Fig. 2.

Decrease of cell contractility increases contact guidance on soft topographical grooves and ridges. (A) Paxillin immunostaining of fibroblast on grooves of 3 ​kPa and 145 ​kPa. Examples of lamellipodial regions used for focal adhesion analysis is highlighted in yellow. Scale bar, 10 ​μm. (B) Focal adhesion area, (C) percentage of aligned focal adhesions as a function of increasing substrate stiffness in the laboratory framework and (D) percentage of aligned focal adhesions as a function of increasing substrate stiffness vis-à-vis the main cell axis direction. Grey area in (C and D) corresponds to values above the expected for a random distribution. N ​≥ ​3 experiments per condition and n ​≥ ​15 ​cells per condition. (E) Representative fluorescent images of 3T3 fibroblast treated with 20 ​μM Y-27632 on 2 ​μm wide grooves. Scale bar, 20 ​μm. (F) Cell elongation and (G) cell alignment index as a function of the substrate stiffness.
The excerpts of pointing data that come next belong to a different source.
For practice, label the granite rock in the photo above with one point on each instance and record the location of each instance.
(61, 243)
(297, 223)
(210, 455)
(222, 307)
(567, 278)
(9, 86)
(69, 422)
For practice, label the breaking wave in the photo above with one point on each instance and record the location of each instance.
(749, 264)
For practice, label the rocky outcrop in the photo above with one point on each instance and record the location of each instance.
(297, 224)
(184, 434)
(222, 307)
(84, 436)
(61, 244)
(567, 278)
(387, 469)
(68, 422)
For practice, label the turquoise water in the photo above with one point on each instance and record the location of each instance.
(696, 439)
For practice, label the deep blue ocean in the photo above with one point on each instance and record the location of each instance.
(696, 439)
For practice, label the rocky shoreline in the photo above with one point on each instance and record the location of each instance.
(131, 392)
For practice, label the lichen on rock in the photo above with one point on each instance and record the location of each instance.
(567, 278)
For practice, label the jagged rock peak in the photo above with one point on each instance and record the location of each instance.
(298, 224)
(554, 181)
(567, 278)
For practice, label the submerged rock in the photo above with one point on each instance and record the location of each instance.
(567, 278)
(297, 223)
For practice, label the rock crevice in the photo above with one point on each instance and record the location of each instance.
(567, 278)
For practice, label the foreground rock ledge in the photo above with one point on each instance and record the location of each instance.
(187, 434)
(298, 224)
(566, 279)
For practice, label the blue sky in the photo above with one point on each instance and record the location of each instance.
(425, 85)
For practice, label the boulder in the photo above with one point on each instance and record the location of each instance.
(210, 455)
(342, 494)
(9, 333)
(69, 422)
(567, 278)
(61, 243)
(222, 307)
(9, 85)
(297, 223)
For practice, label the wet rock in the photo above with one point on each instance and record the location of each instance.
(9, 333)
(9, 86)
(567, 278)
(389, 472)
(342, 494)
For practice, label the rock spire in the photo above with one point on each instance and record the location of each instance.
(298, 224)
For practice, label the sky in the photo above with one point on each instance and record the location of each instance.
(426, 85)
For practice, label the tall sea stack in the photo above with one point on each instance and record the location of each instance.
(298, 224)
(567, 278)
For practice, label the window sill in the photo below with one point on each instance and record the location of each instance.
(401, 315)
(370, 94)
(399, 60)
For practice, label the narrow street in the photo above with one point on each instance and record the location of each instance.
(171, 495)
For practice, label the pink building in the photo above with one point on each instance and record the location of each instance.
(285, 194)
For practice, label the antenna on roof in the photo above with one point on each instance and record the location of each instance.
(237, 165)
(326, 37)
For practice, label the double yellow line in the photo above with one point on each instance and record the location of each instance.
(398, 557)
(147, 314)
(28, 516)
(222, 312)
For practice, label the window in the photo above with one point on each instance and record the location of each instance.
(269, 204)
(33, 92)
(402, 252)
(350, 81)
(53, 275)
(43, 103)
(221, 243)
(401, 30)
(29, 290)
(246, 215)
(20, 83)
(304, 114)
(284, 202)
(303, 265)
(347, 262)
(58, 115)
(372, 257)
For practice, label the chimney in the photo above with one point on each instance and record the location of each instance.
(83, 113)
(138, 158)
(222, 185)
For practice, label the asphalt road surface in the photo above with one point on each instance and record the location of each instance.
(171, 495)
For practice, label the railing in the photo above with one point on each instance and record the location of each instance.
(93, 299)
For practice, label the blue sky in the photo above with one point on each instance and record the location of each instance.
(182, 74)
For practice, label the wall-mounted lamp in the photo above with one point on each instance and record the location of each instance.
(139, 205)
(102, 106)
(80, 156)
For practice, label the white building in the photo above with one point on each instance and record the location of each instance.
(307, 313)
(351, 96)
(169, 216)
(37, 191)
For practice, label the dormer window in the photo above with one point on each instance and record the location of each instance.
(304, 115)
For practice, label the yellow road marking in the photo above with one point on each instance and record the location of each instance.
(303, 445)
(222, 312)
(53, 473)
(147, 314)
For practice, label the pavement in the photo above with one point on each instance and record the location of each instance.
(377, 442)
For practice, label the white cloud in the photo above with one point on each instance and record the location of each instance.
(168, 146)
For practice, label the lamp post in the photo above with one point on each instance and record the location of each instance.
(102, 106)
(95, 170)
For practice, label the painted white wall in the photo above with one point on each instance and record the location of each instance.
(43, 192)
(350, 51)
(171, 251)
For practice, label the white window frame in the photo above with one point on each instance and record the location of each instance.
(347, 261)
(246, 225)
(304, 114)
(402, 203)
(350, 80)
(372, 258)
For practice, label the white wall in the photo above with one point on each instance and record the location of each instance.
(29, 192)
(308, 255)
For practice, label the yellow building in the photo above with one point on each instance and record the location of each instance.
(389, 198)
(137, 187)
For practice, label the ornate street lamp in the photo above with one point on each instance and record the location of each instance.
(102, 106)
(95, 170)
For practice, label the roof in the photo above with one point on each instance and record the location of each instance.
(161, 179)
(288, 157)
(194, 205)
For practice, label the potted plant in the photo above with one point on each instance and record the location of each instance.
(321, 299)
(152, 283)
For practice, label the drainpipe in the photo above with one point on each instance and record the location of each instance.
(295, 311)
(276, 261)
N ​≥ ​3 experiments per condition and n ​≥ ​14 ​cells per condition. (H) Representative fluorescent image of the actin and tubulin cytoskeletons of 3T3 fibroblast treated with 20 ​μM Y-27632 on 2 ​μm wide grooves. Scale bar, 10 ​μm. See Tables S4–S5 for the exact number of cells and experiments. Data points (Mean ​± ​SE) in (B - D) and in (F) and (H) were fitted as an eye-guide. Statistical significance was assessed by Tukey's tests (F and G), Welch's test (B) and Kruskall-Wallis’ test (C and D). (For interpretation of the references to colour in this figure legend, the reader is referred to the Web version of this article.)